We will do this for:

  • k-means clusters

  • HDBSCAN clusters (ignoring the noise cluster -1 for summaries)

Summaries for k-means

# --- Cluster summaries: k-means (all numeric metadata) ---

# Columns to exclude from "metadata" summarization
exclude_cols = set(feature_names) | {
    "cluster_kmeans",
    "cluster_kmeans_str",
    "cluster_hdbscan",
    "cluster_hdbscan_str",
    "pca_x", "pca_y",
    "umap_x", "umap_y",
}

# Metadata candidates = all other columns
metadata_cols = [c for c in emb_df.columns if c not in exclude_cols]

# Among those, pick only numeric columns for aggregation
numeric_meta_cols = emb_df[metadata_cols].select_dtypes(include="number").columns.tolist()

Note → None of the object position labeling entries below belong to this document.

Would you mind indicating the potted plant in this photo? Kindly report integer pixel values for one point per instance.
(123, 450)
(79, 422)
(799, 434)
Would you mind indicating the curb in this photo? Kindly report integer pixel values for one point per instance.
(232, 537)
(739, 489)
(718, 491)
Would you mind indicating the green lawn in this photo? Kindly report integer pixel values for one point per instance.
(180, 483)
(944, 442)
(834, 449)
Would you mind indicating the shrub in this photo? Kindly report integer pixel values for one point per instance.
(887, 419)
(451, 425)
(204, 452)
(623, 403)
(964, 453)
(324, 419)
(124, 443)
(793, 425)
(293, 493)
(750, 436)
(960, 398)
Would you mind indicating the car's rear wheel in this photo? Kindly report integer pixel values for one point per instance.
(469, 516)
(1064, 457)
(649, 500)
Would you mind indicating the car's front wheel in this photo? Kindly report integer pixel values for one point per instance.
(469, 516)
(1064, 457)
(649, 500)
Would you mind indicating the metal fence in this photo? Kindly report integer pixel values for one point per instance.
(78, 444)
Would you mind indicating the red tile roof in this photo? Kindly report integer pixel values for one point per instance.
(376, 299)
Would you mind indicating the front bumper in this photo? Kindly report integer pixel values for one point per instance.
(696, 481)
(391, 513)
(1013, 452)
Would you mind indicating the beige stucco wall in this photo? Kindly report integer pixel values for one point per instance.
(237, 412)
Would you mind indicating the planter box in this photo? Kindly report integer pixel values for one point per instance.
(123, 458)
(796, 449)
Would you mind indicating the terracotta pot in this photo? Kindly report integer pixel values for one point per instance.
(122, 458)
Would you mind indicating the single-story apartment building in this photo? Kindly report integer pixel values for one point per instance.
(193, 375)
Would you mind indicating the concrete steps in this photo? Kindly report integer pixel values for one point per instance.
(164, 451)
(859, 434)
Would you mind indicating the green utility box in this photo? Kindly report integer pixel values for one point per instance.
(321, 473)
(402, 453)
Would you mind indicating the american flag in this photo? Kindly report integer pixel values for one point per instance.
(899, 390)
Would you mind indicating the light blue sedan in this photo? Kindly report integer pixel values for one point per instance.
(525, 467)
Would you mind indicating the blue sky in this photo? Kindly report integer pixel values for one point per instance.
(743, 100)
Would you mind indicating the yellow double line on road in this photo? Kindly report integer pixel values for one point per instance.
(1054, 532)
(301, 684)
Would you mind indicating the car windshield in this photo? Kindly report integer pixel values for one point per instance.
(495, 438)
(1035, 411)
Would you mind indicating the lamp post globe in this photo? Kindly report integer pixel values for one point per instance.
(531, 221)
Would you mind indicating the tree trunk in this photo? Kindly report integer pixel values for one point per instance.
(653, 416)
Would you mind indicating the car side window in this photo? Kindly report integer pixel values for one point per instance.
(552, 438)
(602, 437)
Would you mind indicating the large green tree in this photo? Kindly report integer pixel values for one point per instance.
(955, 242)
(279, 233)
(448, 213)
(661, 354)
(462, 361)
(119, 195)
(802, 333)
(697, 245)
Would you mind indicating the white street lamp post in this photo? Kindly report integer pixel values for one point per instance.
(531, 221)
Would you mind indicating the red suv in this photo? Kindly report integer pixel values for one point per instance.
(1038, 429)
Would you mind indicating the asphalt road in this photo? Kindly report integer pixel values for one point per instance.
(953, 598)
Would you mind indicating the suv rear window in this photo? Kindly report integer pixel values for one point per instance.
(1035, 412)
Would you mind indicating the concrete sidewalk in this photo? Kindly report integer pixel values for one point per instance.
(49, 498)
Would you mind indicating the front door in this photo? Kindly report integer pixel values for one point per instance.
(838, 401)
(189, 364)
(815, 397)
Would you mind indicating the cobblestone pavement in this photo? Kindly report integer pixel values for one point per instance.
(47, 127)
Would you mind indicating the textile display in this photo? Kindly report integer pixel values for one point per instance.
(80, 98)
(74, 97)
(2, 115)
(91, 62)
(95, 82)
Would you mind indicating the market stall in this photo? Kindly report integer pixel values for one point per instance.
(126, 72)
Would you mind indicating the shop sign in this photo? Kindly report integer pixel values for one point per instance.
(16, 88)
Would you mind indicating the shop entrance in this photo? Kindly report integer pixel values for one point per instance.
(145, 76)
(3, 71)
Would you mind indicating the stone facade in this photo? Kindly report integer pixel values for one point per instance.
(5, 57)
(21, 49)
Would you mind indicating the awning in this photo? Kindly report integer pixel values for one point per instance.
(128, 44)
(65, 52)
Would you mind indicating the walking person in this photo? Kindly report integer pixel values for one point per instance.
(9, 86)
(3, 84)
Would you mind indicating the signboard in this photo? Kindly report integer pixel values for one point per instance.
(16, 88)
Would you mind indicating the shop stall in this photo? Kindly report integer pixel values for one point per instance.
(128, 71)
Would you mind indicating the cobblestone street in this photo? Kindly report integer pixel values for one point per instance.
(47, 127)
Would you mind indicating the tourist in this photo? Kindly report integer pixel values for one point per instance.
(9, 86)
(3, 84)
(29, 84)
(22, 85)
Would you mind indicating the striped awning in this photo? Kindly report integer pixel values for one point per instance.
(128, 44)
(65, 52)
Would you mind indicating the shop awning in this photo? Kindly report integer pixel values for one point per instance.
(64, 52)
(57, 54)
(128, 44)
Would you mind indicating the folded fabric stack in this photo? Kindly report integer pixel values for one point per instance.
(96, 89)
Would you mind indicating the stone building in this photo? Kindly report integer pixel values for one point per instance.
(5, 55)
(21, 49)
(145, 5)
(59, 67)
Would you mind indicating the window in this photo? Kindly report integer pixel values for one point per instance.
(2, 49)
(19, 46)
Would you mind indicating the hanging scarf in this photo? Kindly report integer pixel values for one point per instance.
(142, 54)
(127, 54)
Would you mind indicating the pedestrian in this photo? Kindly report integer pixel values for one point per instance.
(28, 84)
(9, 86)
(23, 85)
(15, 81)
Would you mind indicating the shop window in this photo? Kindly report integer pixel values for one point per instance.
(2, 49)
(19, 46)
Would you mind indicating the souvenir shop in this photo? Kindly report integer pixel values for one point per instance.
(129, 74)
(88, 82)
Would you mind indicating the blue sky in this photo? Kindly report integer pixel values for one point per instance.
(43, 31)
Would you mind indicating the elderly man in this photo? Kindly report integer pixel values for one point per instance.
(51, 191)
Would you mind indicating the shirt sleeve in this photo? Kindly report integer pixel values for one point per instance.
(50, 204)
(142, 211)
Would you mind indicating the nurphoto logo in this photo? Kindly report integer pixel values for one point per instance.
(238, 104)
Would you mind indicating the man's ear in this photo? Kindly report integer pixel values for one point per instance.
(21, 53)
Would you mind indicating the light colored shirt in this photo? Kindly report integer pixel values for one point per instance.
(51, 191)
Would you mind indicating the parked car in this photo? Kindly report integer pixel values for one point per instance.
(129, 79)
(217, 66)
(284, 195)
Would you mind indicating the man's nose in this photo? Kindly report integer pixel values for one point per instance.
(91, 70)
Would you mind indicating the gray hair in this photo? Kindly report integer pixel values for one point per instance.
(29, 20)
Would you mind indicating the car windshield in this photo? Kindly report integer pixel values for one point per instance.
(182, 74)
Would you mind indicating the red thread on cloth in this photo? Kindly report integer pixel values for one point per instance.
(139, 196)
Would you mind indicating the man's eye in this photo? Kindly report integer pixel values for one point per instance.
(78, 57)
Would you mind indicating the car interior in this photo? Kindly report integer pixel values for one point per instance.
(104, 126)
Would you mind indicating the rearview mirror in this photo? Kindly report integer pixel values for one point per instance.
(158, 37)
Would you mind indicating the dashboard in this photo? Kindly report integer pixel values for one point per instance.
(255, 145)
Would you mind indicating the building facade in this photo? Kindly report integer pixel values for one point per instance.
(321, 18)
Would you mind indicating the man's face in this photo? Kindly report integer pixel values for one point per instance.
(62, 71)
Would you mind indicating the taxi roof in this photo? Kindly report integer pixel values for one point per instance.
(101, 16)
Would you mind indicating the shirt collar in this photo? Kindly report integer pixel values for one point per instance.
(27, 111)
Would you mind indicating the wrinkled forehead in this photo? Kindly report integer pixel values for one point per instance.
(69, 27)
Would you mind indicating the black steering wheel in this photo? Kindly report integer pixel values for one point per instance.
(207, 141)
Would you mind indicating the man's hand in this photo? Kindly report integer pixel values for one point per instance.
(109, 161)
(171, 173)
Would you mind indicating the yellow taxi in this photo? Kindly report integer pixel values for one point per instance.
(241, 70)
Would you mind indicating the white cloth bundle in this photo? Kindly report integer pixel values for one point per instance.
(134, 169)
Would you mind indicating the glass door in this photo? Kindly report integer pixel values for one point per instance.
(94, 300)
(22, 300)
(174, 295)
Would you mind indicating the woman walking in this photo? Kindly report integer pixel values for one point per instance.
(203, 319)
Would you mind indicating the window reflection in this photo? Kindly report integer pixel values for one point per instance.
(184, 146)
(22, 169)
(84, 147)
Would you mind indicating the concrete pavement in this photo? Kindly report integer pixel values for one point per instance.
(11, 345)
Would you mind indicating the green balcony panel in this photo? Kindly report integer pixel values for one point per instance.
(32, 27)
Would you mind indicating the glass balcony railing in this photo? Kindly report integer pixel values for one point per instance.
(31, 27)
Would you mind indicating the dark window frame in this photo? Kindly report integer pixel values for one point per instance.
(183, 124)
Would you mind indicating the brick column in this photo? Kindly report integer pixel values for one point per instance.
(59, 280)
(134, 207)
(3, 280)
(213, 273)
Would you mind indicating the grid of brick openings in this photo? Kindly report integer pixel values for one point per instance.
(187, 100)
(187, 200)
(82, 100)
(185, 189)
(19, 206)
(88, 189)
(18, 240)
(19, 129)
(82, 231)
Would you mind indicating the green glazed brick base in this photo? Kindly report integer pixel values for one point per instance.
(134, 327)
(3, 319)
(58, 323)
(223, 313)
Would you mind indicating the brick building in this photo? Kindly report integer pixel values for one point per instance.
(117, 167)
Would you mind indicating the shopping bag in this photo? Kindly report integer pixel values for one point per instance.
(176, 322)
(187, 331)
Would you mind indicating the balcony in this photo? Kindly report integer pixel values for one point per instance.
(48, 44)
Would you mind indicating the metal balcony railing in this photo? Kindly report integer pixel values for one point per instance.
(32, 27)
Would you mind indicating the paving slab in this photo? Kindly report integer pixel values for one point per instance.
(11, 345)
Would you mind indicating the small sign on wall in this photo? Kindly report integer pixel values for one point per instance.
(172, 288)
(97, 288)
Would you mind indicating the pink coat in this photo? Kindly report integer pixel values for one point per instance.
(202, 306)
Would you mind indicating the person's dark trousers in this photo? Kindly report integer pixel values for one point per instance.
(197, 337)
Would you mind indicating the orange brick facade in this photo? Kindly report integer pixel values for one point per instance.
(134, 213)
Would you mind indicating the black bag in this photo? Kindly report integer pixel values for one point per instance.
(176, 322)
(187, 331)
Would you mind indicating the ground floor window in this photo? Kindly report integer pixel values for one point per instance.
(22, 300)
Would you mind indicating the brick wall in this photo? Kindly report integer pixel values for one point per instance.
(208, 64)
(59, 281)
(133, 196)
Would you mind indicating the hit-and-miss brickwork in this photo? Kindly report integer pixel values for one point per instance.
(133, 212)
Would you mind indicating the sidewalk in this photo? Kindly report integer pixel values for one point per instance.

print("Numeric metadata columns being summarized (k-means):")
print(numeric_meta_cols)

# Build aggregation dict: for each numeric metadata column, compute mean/min/max
agg_dict = {"file_name": ("file_name", "count")}  # count = number of tracks
for col in numeric_meta_cols:
    agg_dict[f"{col}_mean"] = (col, "mean")
    agg_dict[f"{col}_min"]  = (col, "min")
    agg_dict[f"{col}_max"]  = (col, "max")

summary_k = (
    emb_df
    .groupby("cluster_kmeans")
    .agg(**agg_dict)
    .rename(columns={"file_name": "num_tracks"})
    .reset_index()
    .sort_values("cluster_kmeans")
)

summary_k

Numeric metadata columns being summarized (k-means):
['duration_sec', 'sample_rate']
Loading...

summaries for HDBSCAN (ignoring noise)

# --- Cluster summaries: HDBSCAN (all numeric metadata, non-noise only) ---

mask_non_noise = emb_df["cluster_hdbscan"] != -1
df_h = emb_df[mask_non_noise].copy()

if df_h.empty:
    print("No non-noise HDBSCAN clusters to summarize.")
else:
    # Reuse the same logic as before, but on df_h
    exclude_cols_h = set(feature_names) | {
        "cluster_kmeans",
        "cluster_kmeans_str",
        "cluster_hdbscan",
        "cluster_hdbscan_str",
        "pca_x", "pca_y",
        "umap_x", "umap_y",
    }

    metadata_cols_h = [c for c in df_h.columns if c not in exclude_cols_h]
    numeric_meta_cols_h = df_h[metadata_cols_h].select_dtypes(include="number").columns.tolist()

    print("Numeric metadata columns being summarized (HDBSCAN, non-noise):")
    print(numeric_meta_cols_h)

    agg_dict_h = {"file_name": ("file_name", "count")}
    for col in numeric_meta_cols_h:
        agg_dict_h[f"{col}_mean"] = (col, "mean")
        agg_dict_h[f"{col}_min"]  = (col, "min")
        agg_dict_h[f"{col}_max"]  = (col, "max")

    summary_h = (
        df_h
        .groupby("cluster_hdbscan")
        .agg(**agg_dict_h)
        .rename(columns={"file_name": "num_tracks"})
        .reset_index()
        .sort_values("cluster_hdbscan")
    )

    summary_h

No non-noise HDBSCAN clusters to summarize.